The move forms part of an ongoing crackdown by the Home Office on money laundering and organised crime coming into the UK. The current iteration of Tier-1 Visas was launched in 2008 to non-EU HNWs, granting a visa and indefinite leave to remain after five years for those who invested £2 million in the UK. The number of peaked in 2014, with 1,172 successful applications granted. Some 3,000 have been issued in all.
The government said that the suspension would end after the introduction of an audit process looking into concerns that the scheme was being used as a cover for financial crime. A new category is now set to be introduced in 2019. ‘We will not tolerate people who do not play by the rules and seek to abuse the system,’ said Immigration Minister Caroline Nokes, who announcing the suspension would come into effect at midnight on Friday.
‘That is why I am bringing forward these new measures which will make sure that only genuine investors, who intend to support UK businesses, can benefit from our immigration system.’
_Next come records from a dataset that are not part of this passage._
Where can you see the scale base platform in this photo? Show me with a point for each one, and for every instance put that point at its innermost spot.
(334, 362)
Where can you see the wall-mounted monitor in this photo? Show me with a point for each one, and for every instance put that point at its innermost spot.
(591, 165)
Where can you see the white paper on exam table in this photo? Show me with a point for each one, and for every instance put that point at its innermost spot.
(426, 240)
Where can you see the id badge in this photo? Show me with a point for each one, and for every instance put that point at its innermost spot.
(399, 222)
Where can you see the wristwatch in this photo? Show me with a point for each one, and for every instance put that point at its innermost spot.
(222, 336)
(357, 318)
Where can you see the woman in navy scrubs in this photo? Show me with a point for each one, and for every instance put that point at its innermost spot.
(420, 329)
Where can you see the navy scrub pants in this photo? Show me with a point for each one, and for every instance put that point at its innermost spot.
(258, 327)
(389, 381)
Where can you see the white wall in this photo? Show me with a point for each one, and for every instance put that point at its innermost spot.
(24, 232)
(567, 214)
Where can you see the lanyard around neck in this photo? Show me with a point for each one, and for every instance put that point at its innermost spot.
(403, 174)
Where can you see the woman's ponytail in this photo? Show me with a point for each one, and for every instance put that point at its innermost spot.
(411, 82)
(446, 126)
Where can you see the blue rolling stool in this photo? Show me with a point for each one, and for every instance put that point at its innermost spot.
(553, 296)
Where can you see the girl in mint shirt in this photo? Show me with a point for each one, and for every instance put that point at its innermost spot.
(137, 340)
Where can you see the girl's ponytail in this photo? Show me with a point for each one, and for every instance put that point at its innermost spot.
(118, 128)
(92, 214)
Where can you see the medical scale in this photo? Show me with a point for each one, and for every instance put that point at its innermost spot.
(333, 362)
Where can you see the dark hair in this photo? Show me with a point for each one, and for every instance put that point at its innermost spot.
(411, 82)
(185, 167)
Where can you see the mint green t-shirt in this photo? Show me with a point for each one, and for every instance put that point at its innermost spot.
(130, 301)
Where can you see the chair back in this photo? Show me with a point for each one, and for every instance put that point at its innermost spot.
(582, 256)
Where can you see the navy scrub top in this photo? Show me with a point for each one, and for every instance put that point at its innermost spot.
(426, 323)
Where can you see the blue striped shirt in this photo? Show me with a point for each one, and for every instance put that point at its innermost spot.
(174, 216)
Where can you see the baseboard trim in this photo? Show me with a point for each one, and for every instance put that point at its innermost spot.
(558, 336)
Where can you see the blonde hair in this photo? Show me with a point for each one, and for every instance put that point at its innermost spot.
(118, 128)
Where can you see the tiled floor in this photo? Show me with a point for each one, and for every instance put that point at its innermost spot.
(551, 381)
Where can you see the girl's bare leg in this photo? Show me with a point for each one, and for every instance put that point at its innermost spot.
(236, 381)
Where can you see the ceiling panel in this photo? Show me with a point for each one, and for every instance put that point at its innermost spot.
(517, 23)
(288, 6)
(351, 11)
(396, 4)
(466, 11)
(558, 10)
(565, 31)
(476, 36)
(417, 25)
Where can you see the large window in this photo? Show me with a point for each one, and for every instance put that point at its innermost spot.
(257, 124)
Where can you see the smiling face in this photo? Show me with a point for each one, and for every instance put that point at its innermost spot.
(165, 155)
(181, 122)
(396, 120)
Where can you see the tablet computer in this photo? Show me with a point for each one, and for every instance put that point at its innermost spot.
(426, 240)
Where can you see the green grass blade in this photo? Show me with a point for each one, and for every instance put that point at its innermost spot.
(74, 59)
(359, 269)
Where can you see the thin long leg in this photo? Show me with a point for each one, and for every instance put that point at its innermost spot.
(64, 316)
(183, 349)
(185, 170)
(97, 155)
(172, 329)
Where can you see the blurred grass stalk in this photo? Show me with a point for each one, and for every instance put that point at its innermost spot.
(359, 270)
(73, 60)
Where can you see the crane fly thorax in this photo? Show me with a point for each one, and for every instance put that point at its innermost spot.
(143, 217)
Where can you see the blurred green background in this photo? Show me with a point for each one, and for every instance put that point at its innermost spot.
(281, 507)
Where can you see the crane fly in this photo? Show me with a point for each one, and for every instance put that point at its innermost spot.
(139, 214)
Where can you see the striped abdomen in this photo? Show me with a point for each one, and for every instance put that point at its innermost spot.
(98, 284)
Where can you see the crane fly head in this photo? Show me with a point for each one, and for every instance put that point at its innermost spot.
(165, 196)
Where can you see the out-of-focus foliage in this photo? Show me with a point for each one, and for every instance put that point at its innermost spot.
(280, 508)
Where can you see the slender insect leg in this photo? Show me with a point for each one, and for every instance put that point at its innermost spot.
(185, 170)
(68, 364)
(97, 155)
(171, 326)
Applicants were previously required to hold a UK bank account and to be of ‘good character’, but the Home Office said that from next year independent auditors will assess the business and financial interests of applicants.
The move received a measured endorsement from Henley and Partners, the HNW residence and citizenship advisory firm. ‘We understand and share the concerns of the UK government,’ the firm told Spear’s in a statement. ‘When taking part in an industry-wide consultation with the UK government regarding the programme we made it very clear [that] due diligence for tier 1 investor applicants should be improved and enhanced.’
Stressing that tier 1 investors contributed ‘significantly’ to the British economy, the firm added: ‘However, this is not their primary contribution, as substantial as it may be. These individuals generate significant value through employment creation, either directly or indirectly. They often establish or invest in businesses in the UK that create opportunity for local employees of all backgrounds. In addition, they and their businesses require the services of British-based firms, again creating opportunities at all levels of UK society.’
The suspension comes amid increased uncertainty surrounding the status of non-EU Visa holders in the UK. In July, it was revealed that some 13,700 Russian and Turkish company directors based in the UK are ‘at risk’ following uncertainty around their visa status, raising fears that they will take their business elsewhere.
Billionaire Russian businessman Roman Abramovich is reported to have ‘withdrawn’ his application earlier this year to extend his UK tier-1 investor visa after encountering delays with renewal. The Chelsea FC-owner became an Israeli citizen in May, and subsequently halted plans worth £1 billion to redevelop Stamford Bridge stadium. The Observer reported in September that the rights of more than 700 Russians to live in the UK is under review following the Salisbury poisonings.
Bruno L’ecuyer, CEO of the Investment Migration Council, a trade body, said that the government had provided an ‘object lesson’ in managing investor migration with its decision to undertake the audit. ‘The UK is recommending a process of due diligence that goes far beyond other forms of granting residence or citizenship rights, but still protects the legitimate movement of capital and people, which is essential to the contemporary global economic model,’ stated L’ecuyer.
In the year ending September 2018, more than 1,000 applications for tier-1 visas were granted. Eesha Arora, senior associate at international wealth law firm Maurice Turnor Gardner, said prospective clients and those looking to extend their visas were ‘worried’ by the decision.
‘The statement is quite broad and it’s difficult to know how that will play out in individual circumstances,’ Arora told Spear’s, noting that the worst case scenario would be a complete scrapping of the program. ‘If someone was planning on applying for an investor visa, I think they’re in a very difficult position now, because that option, certainly in the short term is no longer available to them,’ she added. ‘We hope that the audit process is concluded swiftly so that genuine investor’s aren’t’ put off.’